L'industrie du tourisme est un bon exemple de bureaucratie bête. Tous les gouvernements ex-soviétiques déclarent souhaiter développer cette industrie pour générer des rentrées de devises fortes et plusieurs ont investi des sommes importantes dans de nouvelles infrastructures touristiques. Ils continuent cependant a recevoir les touristes avec la même panoplie d'obstacles qui étaient destinés à décourager le passage d’étrangers sous l'ancien régime (exigence d'une invitation pour obtenir un visa, prix élevés et délais importants de livraison des visas, obligation de s'enregistrer, etc.). Le monopole de l'Intourist (ancien organisme chargé de la surveillance des visiteurs étrangers) a été un peu affaibli par la création de quelques agences de voyage privées mais celles-ci sont souvent soumises au contrôle d'Intourist et elles ont beaucoup de chemin à faire avant de pouvoir représenter une concurrence véritable. On dirait que ces pauvres pays ex-soviétiques font exprès pour se tirer dans le pied chaque fois que l'occasion se présente! 

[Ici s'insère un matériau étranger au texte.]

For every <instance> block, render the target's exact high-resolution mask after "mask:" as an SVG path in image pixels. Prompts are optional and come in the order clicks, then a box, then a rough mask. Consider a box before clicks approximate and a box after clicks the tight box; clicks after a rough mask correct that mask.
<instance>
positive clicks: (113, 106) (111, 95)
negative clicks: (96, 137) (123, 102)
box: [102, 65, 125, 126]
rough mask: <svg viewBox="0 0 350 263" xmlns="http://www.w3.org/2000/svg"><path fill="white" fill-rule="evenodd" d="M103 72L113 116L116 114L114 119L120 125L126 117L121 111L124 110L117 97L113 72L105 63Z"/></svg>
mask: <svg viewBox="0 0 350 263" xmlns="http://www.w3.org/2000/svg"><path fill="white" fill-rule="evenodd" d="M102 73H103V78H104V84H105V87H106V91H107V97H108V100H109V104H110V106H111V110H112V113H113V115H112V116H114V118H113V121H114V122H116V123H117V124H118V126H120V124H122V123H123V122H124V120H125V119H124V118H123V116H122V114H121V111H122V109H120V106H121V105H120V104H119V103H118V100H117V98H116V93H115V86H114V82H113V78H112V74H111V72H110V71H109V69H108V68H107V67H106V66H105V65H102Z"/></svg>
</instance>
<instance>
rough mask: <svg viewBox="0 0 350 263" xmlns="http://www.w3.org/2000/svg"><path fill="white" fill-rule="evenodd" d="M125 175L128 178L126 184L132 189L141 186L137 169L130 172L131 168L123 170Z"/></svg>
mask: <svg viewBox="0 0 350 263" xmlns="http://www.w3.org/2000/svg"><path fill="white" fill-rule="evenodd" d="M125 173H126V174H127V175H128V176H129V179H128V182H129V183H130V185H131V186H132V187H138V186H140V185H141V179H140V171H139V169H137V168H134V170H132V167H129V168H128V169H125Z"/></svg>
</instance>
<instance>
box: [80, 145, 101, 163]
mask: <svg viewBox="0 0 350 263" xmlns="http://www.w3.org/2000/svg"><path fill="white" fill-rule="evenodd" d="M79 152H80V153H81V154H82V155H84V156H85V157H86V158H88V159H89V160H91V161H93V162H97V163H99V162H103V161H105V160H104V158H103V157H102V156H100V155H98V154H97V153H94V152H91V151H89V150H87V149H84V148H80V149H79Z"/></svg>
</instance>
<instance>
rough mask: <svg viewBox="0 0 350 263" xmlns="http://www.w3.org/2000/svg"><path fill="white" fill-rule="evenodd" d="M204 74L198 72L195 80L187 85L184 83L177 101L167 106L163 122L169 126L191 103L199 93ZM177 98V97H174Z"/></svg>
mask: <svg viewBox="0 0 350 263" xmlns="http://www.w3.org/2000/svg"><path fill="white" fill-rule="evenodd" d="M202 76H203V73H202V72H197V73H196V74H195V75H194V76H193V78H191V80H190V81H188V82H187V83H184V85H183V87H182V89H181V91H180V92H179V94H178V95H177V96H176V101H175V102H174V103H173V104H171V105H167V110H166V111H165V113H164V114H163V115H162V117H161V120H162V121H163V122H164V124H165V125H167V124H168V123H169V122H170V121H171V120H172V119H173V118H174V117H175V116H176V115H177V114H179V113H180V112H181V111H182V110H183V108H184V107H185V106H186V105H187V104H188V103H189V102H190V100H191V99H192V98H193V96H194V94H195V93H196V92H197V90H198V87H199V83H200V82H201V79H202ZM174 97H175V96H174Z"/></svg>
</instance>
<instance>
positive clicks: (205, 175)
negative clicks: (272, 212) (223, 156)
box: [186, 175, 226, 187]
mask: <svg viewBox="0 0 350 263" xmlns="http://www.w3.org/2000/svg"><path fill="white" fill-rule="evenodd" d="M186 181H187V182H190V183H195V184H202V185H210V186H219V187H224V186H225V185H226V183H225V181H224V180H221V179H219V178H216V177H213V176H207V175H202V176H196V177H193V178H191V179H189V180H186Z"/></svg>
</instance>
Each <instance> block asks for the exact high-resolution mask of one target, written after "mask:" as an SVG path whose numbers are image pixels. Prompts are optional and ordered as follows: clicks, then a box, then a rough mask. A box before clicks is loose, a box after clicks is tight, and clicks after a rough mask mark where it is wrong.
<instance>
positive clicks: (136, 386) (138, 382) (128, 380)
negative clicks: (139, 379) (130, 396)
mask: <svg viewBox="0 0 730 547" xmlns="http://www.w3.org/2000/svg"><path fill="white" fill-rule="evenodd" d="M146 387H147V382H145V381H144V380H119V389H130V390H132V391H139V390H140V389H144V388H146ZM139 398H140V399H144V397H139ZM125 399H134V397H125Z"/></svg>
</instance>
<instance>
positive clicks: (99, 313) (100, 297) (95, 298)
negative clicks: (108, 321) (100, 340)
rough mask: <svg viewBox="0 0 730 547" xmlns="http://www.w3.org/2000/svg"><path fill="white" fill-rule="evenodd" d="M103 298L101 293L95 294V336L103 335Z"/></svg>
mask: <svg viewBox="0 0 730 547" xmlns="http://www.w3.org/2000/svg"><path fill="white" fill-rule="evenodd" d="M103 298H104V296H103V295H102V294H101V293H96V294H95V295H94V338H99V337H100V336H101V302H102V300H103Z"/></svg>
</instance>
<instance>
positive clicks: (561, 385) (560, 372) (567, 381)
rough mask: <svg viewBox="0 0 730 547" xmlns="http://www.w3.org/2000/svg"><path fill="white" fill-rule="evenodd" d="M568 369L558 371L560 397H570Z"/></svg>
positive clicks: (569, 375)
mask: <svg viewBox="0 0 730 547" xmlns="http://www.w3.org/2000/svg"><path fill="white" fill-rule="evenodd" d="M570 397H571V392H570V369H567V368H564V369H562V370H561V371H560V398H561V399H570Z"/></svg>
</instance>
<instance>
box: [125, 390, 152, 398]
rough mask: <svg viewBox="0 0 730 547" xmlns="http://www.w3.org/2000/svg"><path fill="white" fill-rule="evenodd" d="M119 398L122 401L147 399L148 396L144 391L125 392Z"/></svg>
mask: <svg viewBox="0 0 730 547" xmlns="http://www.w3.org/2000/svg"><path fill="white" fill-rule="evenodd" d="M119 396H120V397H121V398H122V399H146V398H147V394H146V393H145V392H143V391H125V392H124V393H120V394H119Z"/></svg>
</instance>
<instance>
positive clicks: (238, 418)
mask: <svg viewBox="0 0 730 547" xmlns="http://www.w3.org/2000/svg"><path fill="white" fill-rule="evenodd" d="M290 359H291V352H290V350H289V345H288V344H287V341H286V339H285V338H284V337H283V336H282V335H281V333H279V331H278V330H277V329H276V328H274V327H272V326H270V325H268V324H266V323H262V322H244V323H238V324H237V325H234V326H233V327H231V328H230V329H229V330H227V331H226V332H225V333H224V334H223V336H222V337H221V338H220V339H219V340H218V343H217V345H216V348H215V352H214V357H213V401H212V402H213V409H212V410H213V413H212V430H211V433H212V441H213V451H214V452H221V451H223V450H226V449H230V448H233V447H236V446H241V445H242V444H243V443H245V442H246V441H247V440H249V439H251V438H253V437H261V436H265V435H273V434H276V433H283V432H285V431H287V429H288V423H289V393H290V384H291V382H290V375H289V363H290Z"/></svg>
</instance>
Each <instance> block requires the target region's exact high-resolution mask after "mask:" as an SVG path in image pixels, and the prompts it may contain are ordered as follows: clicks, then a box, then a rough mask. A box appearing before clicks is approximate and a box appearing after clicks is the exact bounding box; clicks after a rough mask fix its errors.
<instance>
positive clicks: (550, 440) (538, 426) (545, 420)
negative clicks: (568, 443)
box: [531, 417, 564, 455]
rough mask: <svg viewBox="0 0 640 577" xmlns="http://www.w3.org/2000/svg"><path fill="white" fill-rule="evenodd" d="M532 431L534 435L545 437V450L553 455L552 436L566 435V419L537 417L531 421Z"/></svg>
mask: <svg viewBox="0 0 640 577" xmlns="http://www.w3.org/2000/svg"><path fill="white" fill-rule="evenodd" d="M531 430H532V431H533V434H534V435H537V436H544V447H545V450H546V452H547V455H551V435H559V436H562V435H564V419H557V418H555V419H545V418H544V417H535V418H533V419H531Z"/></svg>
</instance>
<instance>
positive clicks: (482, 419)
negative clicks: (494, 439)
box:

Le concept de service au public est étranger à la société soviétique qu'il s'agisse de touristes ou de quelque autre clientèle. Tout est agencé pour convenir aux prestataires de services plutôt qu'à leurs clients. Dans les administrations, le bureaucrate est assis derrière son guichet mais il n'y a pas de chaises pour ceux qui attendent son bon vouloir. Dans les administrations très achalandées, il n'y a pas de dispensateur de numéros ni de chicane pour faciliter l’établissement d'une queue ordonnée. Les demandeurs sont abandonnés à leur bousculade ce qui semble amuser les bureaucrates qui y voient la confirmation que le droit de leur parler est un privilège inestimable. S'il y a des frais à payer, il faut aller les payer à la banque (souvent éloignée), et revenir présenter sa demande avec la quittance de la banque. Le trou du guichet est toujours minuscule et généralement très bas de façon à obliger le demandeur de prendre une position de supplication pour se faire entendre du dispensateur de grâces. Cette attitude méprisante envers le client se retrouve partout. Dans les grands magasins d’état, GUM, TSUM, Univermag, etc., les préposés aux ventes se font prier pour montrer leurs produits et le font généralement de mauvaise grâce. Le client les dérange. Dans tous les grands magasins que j'ai visités en Asie Centrale, à défaut de climatisation, il y avait des éventails électriques pour combattre la touffeur de l'été mais ils étaient toujours tournés vers l’arrière des comptoirs pour soulager les vendeurs plutôt que la clientèle. Quelques fois un sourire accueillant apparaissait au travers de cette froide indifférence mais c’était tellement rare que ça ressemblait à un phare dans la tempête.